By working for a professor or in a research lab, you can gain hands-on experience that will help you find your first internship or job, explore potential career paths, and discover what areas of engineering excite you. Your supervisors may later serve as professional references for an internship, job, or graduate school. You will be exposed to new lab techniques, coding and data analysis tools, and you will build your communication and interpersonal skills. 

How do I approach a faculty member?

Most UMD faculty do not post their opportunities in Careers4Engineers, therefore you must approach them directly. It is critical that you look at their website and resume (often called a Curriculum Vitae) in advance.  What is the focus of their research? What resources do they have and what skills might you be able to contribute? Are you excited about the topic and how can you convey that?

Bring your resume to the faculty member’s office hours along with a list of questions about their work.
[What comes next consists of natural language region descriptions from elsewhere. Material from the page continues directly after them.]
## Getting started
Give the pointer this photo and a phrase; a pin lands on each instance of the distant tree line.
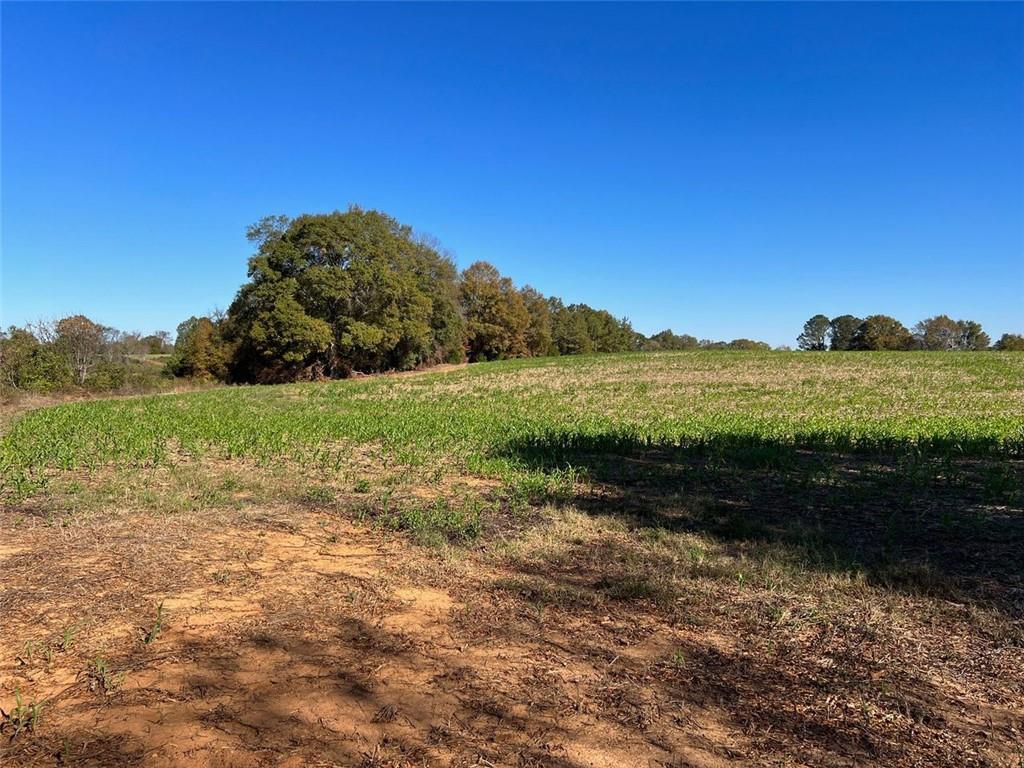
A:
(329, 295)
(880, 332)
(75, 351)
(356, 291)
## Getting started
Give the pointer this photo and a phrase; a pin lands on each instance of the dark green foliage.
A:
(200, 350)
(1010, 343)
(579, 329)
(28, 365)
(940, 333)
(882, 332)
(497, 317)
(335, 293)
(814, 334)
(972, 337)
(668, 340)
(842, 331)
(540, 338)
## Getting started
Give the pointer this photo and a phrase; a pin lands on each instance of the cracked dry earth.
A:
(290, 636)
(291, 640)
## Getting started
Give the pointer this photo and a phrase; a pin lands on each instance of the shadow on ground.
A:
(938, 523)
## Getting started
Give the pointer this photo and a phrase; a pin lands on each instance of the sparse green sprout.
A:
(101, 678)
(158, 626)
(24, 718)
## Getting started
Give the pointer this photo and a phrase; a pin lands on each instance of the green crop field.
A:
(816, 557)
(963, 404)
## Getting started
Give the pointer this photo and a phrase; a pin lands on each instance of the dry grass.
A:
(740, 605)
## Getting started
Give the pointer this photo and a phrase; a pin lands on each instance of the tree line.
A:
(75, 351)
(880, 332)
(356, 291)
(329, 295)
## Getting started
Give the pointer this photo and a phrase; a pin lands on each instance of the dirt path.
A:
(300, 639)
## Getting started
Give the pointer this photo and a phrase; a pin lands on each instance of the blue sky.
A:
(724, 170)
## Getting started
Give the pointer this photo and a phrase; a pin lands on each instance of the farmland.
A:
(692, 558)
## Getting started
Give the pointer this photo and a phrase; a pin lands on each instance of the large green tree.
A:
(882, 332)
(497, 318)
(812, 338)
(200, 350)
(842, 331)
(540, 340)
(347, 291)
(1010, 343)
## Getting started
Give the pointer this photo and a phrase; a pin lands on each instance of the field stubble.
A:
(693, 559)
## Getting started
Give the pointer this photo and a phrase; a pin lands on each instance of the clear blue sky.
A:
(723, 170)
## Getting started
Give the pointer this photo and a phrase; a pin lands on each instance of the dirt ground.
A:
(290, 635)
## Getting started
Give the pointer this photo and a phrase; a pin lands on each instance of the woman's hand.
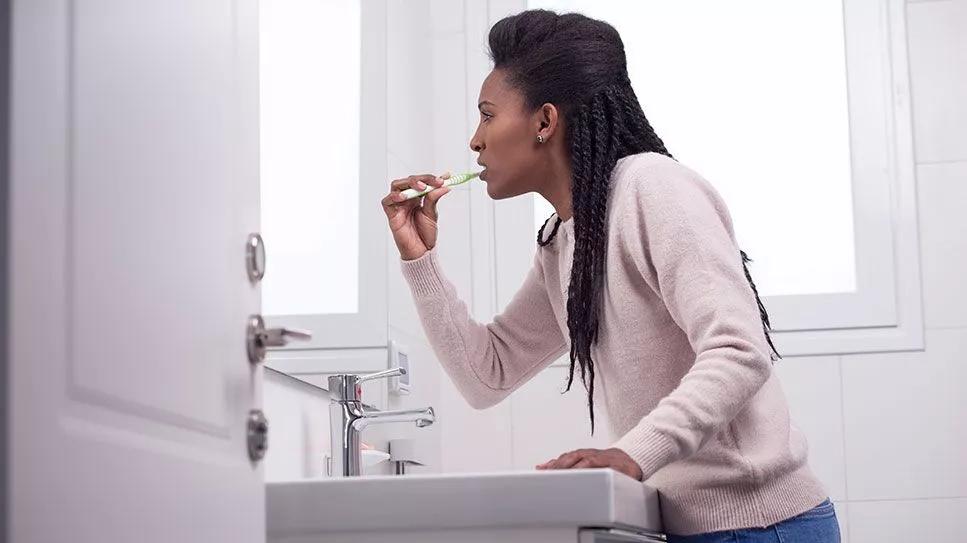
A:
(414, 222)
(615, 459)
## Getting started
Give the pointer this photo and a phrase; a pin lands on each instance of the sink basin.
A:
(459, 504)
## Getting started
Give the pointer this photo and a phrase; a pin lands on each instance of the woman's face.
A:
(506, 140)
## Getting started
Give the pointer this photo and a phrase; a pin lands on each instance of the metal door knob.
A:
(259, 339)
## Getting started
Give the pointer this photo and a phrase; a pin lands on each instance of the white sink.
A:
(465, 505)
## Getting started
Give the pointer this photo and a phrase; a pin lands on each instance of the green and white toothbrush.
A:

If they don’t have office hours, you can send a polite email asking for an appointment.  If you’ve received a high grade from a professor, that’s a great place to start.

How do I find research opportunities?

In addition to approaching UMD faculty directly, there are a number of established programs on campus and across the country. Plan ahead if you want to apply since many deadlines are 6 months before the program begins. You should be prepared to commit 4-10 hours a week throughout the semester.

Of special note are nationwide Research Experiences for Undergraduates (REUs) available through the National Science Foundation (NSF).  REUs take place on college campuses throughout the country. You are provided with a stipend for the summer.  Some programs offer free campus housing and transportation costs. Plus you have an instant cohort for socializing.